Ali Suat Ertosun’un faşist icraatları ve Yeni Şafak’ın iki yüzlülüğü

Siyasal dinci gericilikle Amerikancı generaller arasında böyle bir güç ve iktidar mücadelesi olmasaydı şayet ne Yeni Şafak’ın ne de diğer gerici sözde demokrasi yanlısı basının gündemine derin devlet adamlığı aşikar olan Ertosun’un gelmeyeceği kuşkusuzdur. Bu kalem sahipleri eski Ceza ve Tevkif Evleri Genel Müdürü Ertosun’u yeni tanımış değiller. Yıllar buyunca aynı görevin başında bulunarak birçok kanlı icraata ve katliama imzasını atmış bir şahıstır Ertosun. Devrimci tutsakları teslim almayı hedefleyen, üçlü protokollerin, terörle mücadele yasalarının, Eskişehir tabutluğuyla başlayan F tipi hücrelerin ve  onlarca devrimcinin katledildiği cezaevi operasyonlarının içinde olduğuna kuşku yoktur bu şahsın. Ceza ve Tevkif Evleri Genel Müdürü olduğu dönemde bu şahsa üstün hizmet madalyası verildiği ve arkasından da bugün bulunduğu konuma terfi ettirildiği bilinmiyor değil. Üstelik Ertosun‘un bakanları bile bloke edebilecek gücü elinde bulundurduğu Can Dündar ve Mehmet Bekaroğlu gibi canlı tanıkların dilinden zamanında ve şimdi de ifade edildi. Buna rağmen işin bu yönü ne Yeni Şafak ne de hiçbir burjuva kalemi tarafından sorgulanmaya gerek duyulmadı. Şimdi hala önemli bir kısmı tarafından sorgulanmamasına karşın Yeni Şafak’ın bu yeni tutumunun AKP şakşakçılığı yapmanın ötesinde bir değeri yoktur.

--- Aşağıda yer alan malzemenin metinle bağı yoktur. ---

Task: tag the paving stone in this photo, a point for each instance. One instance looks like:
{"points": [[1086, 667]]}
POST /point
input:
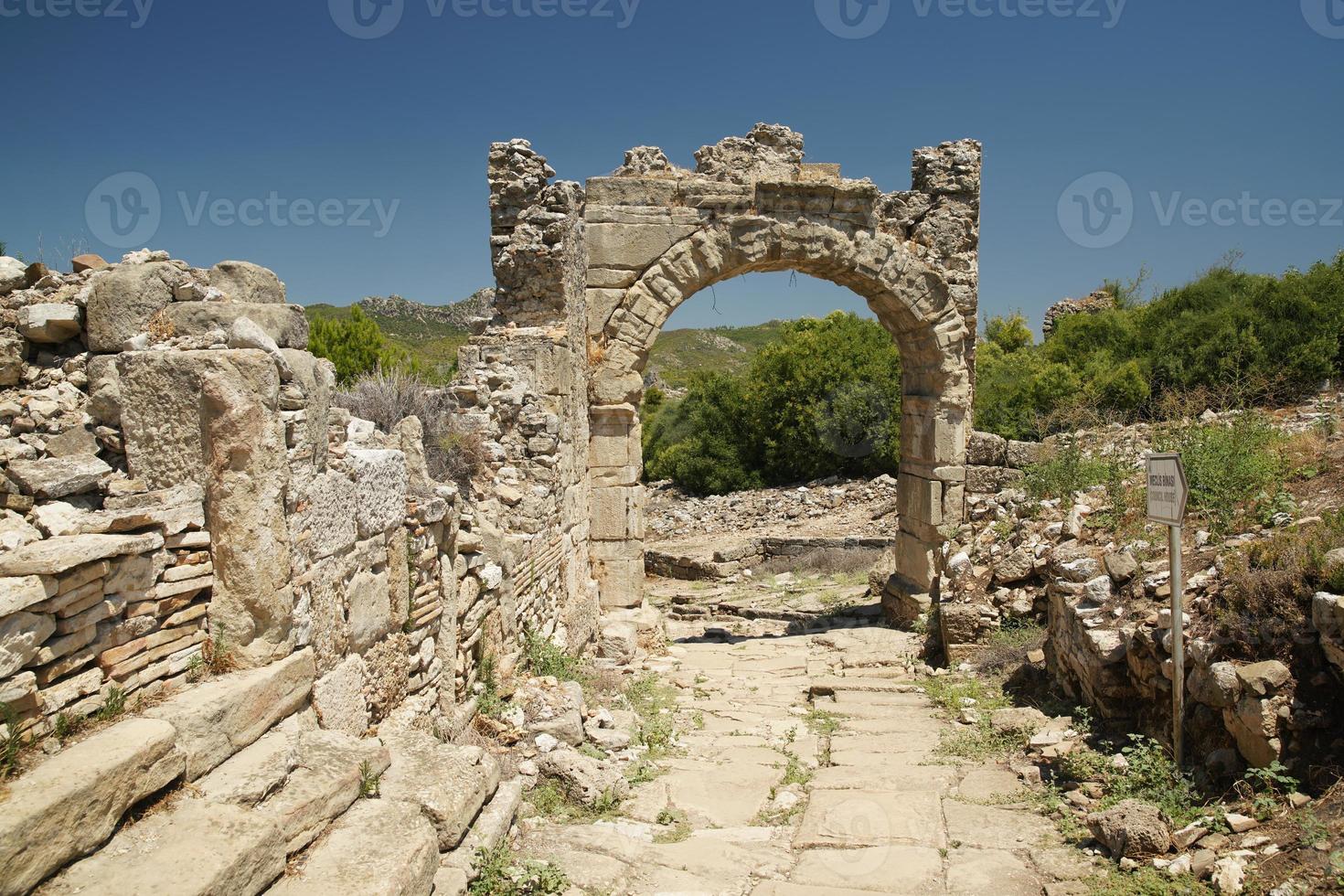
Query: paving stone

19 Aralık katliamının gerçekleştirildiği günlerde Yeni Şafak diğerlerinden farklı bir tutum mu almıştır ki bugün Ertosun’u ve katliamı sorgulama ihtiyacı duymaktadır. Üstelik sorgulamayı yaparken de sürekli devlet gerçeğini atlayarak, cezaevlerinin kan gölüne dönmesinin devrimcileri teslim almaya dönük bir devlet politikası olduğunu gözlerden kaçırarak yapmaktadır. Tek başına Ertosun’u günah keçisi ilan ediyor. Fakat bu adamın tek başına dünyanın gözleri önünde günlerce canlı yayınlanan katliamları yaptıramayacağını bilmiyor mu? Kuşkusuz gerçeğin kendisini en az bizim kadar kendileri de biliyorlar. Fakat onların gerçek derdi katliamın olması ve Ertosun’un bunda özel bir rol oynaması değildir. Söz konusu olan şimdi karşıtlık içinde bulunduğu bir rakibini köşeye sıkıştırmak ve bu vesileyle kendi tarafının ellerini rahatlatmaktır.

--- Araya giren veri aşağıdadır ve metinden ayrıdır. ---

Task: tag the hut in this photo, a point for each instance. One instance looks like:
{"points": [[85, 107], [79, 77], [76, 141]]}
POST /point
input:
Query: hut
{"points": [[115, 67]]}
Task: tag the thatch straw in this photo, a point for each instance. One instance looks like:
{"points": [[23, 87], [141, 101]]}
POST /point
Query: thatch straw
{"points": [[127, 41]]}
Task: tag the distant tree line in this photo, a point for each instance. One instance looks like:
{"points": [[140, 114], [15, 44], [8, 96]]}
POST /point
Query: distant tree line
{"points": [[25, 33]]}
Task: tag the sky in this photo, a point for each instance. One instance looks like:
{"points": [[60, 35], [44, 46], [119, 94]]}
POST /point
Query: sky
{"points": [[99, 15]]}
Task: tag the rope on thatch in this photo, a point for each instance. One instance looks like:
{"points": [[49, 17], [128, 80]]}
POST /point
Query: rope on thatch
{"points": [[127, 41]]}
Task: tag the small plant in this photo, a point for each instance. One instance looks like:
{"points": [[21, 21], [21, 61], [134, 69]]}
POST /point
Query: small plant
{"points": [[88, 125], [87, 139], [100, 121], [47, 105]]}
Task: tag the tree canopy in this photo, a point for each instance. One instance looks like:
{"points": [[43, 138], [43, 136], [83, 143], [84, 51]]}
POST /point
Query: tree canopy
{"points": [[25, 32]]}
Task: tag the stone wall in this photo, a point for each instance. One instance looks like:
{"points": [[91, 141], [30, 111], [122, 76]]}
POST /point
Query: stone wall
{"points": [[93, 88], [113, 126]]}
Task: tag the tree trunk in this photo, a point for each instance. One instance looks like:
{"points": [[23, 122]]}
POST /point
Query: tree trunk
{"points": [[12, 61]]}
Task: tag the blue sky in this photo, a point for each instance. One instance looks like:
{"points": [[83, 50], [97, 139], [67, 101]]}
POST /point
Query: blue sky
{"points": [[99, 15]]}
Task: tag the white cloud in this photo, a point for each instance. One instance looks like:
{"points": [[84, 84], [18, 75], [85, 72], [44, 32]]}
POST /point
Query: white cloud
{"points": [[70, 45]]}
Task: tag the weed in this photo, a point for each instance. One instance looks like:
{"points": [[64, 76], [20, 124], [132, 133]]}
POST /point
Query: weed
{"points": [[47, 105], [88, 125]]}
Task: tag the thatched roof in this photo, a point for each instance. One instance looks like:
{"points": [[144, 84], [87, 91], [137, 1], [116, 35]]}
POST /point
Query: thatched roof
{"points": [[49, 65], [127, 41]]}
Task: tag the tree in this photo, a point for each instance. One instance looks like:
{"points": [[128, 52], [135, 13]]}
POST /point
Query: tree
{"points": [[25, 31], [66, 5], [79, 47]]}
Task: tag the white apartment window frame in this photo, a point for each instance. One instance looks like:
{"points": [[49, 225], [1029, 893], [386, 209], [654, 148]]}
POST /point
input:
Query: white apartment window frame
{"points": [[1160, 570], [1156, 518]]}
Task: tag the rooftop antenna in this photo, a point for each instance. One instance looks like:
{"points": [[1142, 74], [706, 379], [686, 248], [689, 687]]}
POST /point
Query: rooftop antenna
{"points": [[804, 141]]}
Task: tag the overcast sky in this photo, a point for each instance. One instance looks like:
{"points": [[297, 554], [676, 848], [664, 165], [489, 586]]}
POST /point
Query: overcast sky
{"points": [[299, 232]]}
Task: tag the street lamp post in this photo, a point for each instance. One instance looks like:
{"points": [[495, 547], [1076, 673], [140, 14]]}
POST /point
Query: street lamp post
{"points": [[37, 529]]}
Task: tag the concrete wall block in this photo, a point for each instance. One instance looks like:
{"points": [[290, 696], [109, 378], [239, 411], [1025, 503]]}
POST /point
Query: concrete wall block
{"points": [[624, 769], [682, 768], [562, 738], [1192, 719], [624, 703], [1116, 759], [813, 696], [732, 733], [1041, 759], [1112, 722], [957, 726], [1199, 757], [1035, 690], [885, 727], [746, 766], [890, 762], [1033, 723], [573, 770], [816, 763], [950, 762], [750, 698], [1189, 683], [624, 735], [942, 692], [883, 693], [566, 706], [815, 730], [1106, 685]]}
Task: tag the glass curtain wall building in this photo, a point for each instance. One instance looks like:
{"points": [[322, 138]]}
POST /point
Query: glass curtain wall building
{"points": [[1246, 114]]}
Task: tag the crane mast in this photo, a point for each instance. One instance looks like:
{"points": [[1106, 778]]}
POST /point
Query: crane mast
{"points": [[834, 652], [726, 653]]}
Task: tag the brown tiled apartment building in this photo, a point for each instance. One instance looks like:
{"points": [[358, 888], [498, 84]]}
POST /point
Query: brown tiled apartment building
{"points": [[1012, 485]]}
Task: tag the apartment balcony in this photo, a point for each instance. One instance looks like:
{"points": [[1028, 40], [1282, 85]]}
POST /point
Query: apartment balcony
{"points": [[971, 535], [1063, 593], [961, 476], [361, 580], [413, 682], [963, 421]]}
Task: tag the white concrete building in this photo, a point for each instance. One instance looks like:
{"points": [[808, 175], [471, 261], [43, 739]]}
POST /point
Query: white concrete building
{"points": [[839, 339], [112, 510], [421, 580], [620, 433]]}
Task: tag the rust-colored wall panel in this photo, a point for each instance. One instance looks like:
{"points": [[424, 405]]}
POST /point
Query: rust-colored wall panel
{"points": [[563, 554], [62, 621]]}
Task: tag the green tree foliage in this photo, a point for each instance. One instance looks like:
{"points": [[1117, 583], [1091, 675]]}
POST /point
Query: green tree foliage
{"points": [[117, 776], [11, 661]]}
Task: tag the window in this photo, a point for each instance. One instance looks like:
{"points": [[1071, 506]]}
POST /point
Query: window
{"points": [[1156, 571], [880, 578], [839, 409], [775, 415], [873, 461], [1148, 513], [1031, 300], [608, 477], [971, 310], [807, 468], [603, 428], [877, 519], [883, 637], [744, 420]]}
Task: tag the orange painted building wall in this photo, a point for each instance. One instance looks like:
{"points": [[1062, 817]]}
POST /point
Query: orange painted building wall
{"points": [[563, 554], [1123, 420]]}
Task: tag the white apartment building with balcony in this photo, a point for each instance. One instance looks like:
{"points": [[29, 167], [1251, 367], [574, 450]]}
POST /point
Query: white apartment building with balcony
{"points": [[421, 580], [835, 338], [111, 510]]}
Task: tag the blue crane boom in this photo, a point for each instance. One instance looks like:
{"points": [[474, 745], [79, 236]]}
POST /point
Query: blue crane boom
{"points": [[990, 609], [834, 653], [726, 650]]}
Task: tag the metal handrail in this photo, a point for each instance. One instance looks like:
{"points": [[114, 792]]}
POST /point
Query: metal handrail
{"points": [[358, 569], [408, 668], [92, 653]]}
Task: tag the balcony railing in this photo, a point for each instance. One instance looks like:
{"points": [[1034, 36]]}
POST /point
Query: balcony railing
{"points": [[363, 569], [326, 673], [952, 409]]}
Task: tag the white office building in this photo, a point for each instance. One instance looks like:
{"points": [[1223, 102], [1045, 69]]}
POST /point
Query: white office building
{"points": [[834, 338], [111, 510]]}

Bu suçlamalarında samimi olsalardı şayet katliamın gerçekleştiği günlerde kaleminden kan damlayanlardan farklı davranırlardı. Ölüm orucundaki devrimci tutsakların ölüm orucunda olmadıkları, sahte oruç yaptıkları, gizlice beslendikleri, kendi kendilerini vurdukları ve yaktıkları haberlerine sayfalarında yer vermezlerdi. Oysa o dönem Yeni Şafak’ın katliama karşı en eleştirel yazıları ve yazarları bile önce kendilerinin “içeridekileri terörist gördükleri ve cezaevlerinin terör örgütlerinin kampları haline geldiğini düşündükleri” biçimde şerhini düşerek ifade ediyorlardı. Karşı eleştirilerinin temelini ise alenen yapılan böylesi kitlesel bir katliamın ülkenin imajını zedeleyeceği, AB sürecine zarar vereceği vb. içeriğini aşmıyordu. Bu kadarı bile katliama davetiye çıkarmaya yetiyor, daha fazlasına ihtiyaç da yoktur zaten.

Tıpkı diğer burjuva basın organları gibi, Yeni Şafak da borazanlığını yaptığı sermaye kesimlerinin çıkarlarını savunmaktadır. Onlar, temsil ettiği sermaye kesiminin ihtiyaçları doğrultusunda tutumunu belirlemektedir. Yeni Şafak’ın da diğerleri gibi, sayfalarından ve kalemlerinden kan damlamaktadır. Katliam dönemindeki tutumu da aynıdır, şimdiki utanmaz ikiyüzlülüğü de!